Юлий сидел дома и, честно сказать, ему ничего не хотелось – едва удавалось забыться в чтении, а тайна Блудницы как-то померкла. И хотя Юлий отметил, что ночью опять осветились ставни, что было дальше, не следил, и маялся себе со щекой, поровну, малыми отрезками поделив время между книгой и продолжительными стонами с закрыванием глаз и стискиванием зубов… Среди ночи боль вдруг утихла, почти внезапно, как если бы кипящая вода под повязкой отыскала сток и вся ушла в землю, оставив пустоту, клубящийся уже без кипятка пар и тепло.
Утром Обрюта объяснил излечение свойствами лекарства, составленного из растертых трав и корешков. Однако, как Юлию показалось, не мог все же скрыть некоторого удивления и несколько раз переспрашивал, действительно ли прошло. Видно, Обрюта уповал более не на снадобье и не на сфагнум, а на авось. А это, последнее, средство замечательно именно тем, что, сколько бы раз кряду не оказывало оно своего благотворного влияния, вызывает изумление каждый раз заново.
Однако опухоль спала даже на вид.
Тогда Юлий полюбопытствовал, пройдет ли рубец до пятницы.
– Ни в коем случае! – заверил его Обрюта. – Боевой шрам, он теперь у вас на всю жизнь останется.

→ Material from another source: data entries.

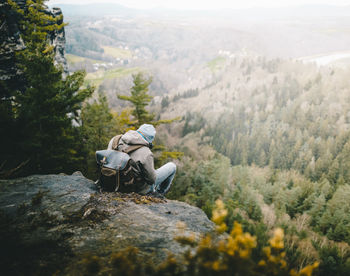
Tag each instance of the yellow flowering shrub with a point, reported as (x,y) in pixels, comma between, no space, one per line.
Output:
(216,253)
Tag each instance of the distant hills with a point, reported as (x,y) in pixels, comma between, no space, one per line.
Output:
(99,9)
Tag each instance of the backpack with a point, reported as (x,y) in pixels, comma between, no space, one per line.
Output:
(117,171)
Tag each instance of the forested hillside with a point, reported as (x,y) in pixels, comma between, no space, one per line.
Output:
(244,109)
(264,131)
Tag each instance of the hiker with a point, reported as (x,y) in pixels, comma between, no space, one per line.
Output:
(154,181)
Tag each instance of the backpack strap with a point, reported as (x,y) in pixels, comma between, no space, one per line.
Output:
(130,149)
(115,142)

Боевые шрамы украшают мужчин; имелись, однако основательные сомнения в том, что оставленную плетью отметину можно счесть свидетельством ратных трудов. Все же Юлий с благодарностью принял такой взгляд на постигшее его несчастье. «Вся жизнь» это долго, перед безмерностью такой меркнут отдельные, частные огорчения и тревоги, связанные с ближайшей пятницей.
На другой день, возвратившись с одиноких блужданий по прилегающим к подножию Вышгорода крутоярам, где гуляли, кроме княжича, одни козы, Юлий узнал от Обрюты, что наследник престола великий государь Громол только что был здесь, в жилище младшего брата, и велел «не беспокоиться».
– А еще что? – спросил Юлий.
С некоторой неохотой Обрюта признал, что помимо этого, в высшей степени обязывающего сообщения «не беспокоиться», наследник велел, между прочим, передать, что заглянет к брату попозже, когда тот возвратится с прогулки.